Fluctuations in the head, discharge, and contaminants in the flow can damage parts of the Pelton wheel. An artificial intelligence technique has been investigated for the automatic detection of bucket faults in the Pelton wheel. Features sensitive to defect conditions are extracted from the raw vibration signal and its variational mode decomposition (VMD). The issue of slow convergence speed of the genetic algorithm during optimization is duly addressed by implementing a Levy flight mutated genetic algorithm (LFMGA) while finding the optimal parameters (regularization parameter and kernel function) of a support vector machine (SVM). The efficacy of the proposed LFMGA is tested against different optimization benchmark functions. The results indicate that the proposed algorithm is stable on the basis of the small standard deviation. Using optimized SVM parameters, the SVM model is trained to prepare a classification model with 10-fold cross-validation. After training, the SVM model is tested for fitness evaluation. The overall recognition rate of the SVM model for identification of defects is found to be 98.84% with training time 27.06 s per iteration.

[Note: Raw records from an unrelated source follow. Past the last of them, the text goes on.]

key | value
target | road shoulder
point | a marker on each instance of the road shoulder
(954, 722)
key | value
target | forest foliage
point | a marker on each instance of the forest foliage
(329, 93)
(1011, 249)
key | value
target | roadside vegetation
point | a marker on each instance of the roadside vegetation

A healthy condition is also compared with splitter wear, added mass defect, and missing bucket conditions separately using the VMD–SVM model and shows a recognition rate of 99.17%, 98.33%, and 98.12%, respectively.

水头、排放和流量中的污染物的波动会损坏 Pelton 轮的部件。已经研究了一种人工智能技术，用于自动检测 Pelton 轮中的铲斗故障。从原始振动信号及其变分模式分解 (VMD) 中提取对缺陷条件敏感的特征。通过在寻找支持向量机 (SVM) 的最佳参数（正则化参数和核函数）的同时实施 Levy 飞行变异遗传算法 (LFMGA)，适当地解决了遗传算法在优化过程中收敛速度慢的问题。所提出的 LFMGA 的功效针对不同的优化基准函数进行了测试。结果表明，该算法在小标准差的基础上是稳定的。使用优化的 SVM 参数，训练 SVM 模型以准备具有 10 倍交叉验证的分类模型。训练后，对 SVM 模型进行适应度评估测试。发现用于识别缺陷的 SVM 模型的整体识别率为 98.84%，每次迭代的训练时间为 27.06 s。还使用 VMD-SVM 模型将健康状况与分流器磨损、增加质量缺陷和铲斗缺失状况分别进行比较，识别率分别为 99.17%、98.33% 和 98.12%。